レバーをそっと撫でる。金属の縁に、細い傷が走っている。ひび割れのようでもあり、裂け目の縁のようでもある。あらためて見れば、返却レバーの根元には小さな注意書きが貼られていた。薄れて読めないけれど、かろうじて拾える文字がある。返却、異常、使用者、責任。
削れているのは世界ではない。僕の側だ。戻るたびに、どこかから一秒ずつ、体温が持っていかれている感じがする。言葉を出すために必要な隙間、一拍置くためのゆとり、喉の中の柔らかい余白。その一秒が減っていく。
それでも僕はレバーを引く。引かずに済む人間には、たぶんわからない。引いた後にしか届かないものがあるのだ。
駅の時計が日付をまたぐ少し前、冴絵が再び駐輪場の角から現れた。帰ってきた、というより、忘れ物を取りに戻ってきた、という足取りだ。彼女は僕を見ると、小さく笑って、手袋を外した。
「言えましたか」
「少しずつ」
「少しずつ、でいいと思います」
彼女は自販機に十円を一枚入れ、何も買わずに返却レバーに手を伸ばした。僕は思わず息を止めた。レバーは動かない。冴絵は首を傾げ、軽く押すように撫でた。
「私には、効かないみたい」
「たぶん、ここのは、僕専用です」
「専用という言葉は、便利で危険ですね」
冴絵は笑って、ポケットから小さな紙片を取り出した。万年筆のインクの匂い。そこには住所と、時刻だけが書かれていた。明日の夕方五時。交差点の名前は、僕の胸の中の霜が育った場所だった。

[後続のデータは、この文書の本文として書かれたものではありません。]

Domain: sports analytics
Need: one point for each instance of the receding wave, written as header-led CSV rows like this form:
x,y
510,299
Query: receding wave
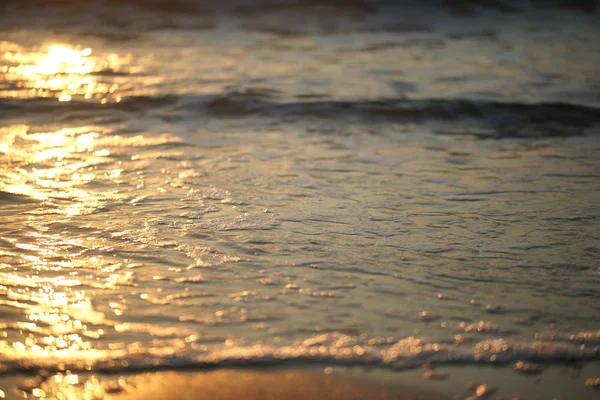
x,y
326,349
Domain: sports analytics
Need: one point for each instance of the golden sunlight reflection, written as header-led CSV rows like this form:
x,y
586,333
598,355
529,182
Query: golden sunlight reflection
x,y
63,72
49,165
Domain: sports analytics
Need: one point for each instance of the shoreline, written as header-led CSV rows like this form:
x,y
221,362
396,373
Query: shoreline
x,y
548,381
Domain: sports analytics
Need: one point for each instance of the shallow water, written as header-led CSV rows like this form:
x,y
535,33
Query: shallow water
x,y
332,185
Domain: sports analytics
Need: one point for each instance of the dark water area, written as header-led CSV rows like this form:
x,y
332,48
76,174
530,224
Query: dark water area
x,y
411,187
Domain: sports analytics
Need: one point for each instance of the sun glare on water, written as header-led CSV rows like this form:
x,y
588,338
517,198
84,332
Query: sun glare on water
x,y
61,71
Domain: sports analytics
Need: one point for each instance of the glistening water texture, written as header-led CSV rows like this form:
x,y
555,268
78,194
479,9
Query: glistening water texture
x,y
331,185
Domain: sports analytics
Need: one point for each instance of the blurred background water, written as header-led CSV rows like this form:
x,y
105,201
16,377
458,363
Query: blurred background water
x,y
326,183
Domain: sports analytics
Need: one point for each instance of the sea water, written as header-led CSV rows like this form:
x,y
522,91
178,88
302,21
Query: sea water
x,y
297,183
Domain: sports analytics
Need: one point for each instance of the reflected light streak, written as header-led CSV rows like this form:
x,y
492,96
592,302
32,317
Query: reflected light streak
x,y
60,71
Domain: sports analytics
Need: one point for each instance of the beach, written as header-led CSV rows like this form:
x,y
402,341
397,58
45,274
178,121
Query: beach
x,y
299,199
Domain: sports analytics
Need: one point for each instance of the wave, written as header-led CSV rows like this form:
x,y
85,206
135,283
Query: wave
x,y
480,118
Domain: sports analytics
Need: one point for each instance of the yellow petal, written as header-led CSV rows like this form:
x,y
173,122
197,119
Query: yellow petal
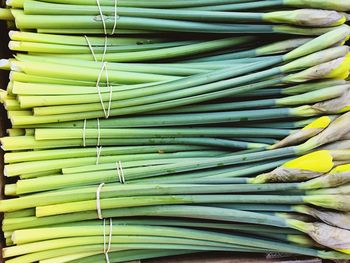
x,y
341,169
319,123
319,161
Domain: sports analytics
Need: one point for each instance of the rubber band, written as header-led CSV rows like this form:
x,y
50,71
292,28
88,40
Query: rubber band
x,y
120,172
107,248
98,201
84,133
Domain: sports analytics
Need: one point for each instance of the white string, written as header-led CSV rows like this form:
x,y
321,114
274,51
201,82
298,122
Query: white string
x,y
102,16
107,248
98,201
120,172
90,47
104,49
104,64
98,145
84,133
116,16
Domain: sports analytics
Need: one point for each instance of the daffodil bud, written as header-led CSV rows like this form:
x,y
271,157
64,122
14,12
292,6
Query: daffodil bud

「明日、ここに行きます。もしよかったら一緒に来てください」
「どうして」
「練習の成果を、見たいから。私、戻らない派ですけど、誰かの一秒が足りないのなら、足すために立ち会うことくらいはできます」
紙を受け取る手が、ほんの少し震えた。冴絵は気づかないふりをした。
「湊さん、今何か言うべきことはありますか」
僕はレバーから手を離し、言葉の棚の中から、一番軽いものを選んだ。
「ありがとう」
「どういたしまして」
彼女は手袋をはめ直し、今度こそ去っていった。僕は紙を胸ポケットにしまい、しつこく残るコーヒーの苦味を唇で探した。返却レバーは静かにそこにあり、引けば戻る、と誘っている。けれど今は引かない。僕に残っている一秒を、明日のために使う。
駅の時計は、日付をまたいだ。霜は胸の中で小さく、形を変えた。硬い塊ではなく、輪郭の柔らかい小さな氷片に。それはたぶん、光に当てれば消える類いの、優しい冷たさだ。
明日の五時。僕はあの交差点で、足りない一秒を拾う。もし拾えなかったら、またここに戻ってくる。それでも、今日は進む。
返却レバーに触れずに、僕は自販機から離れた。背中のポケットで、十円玉が小さく鳴った。時間の底で、音がこちらに手を振った気がした。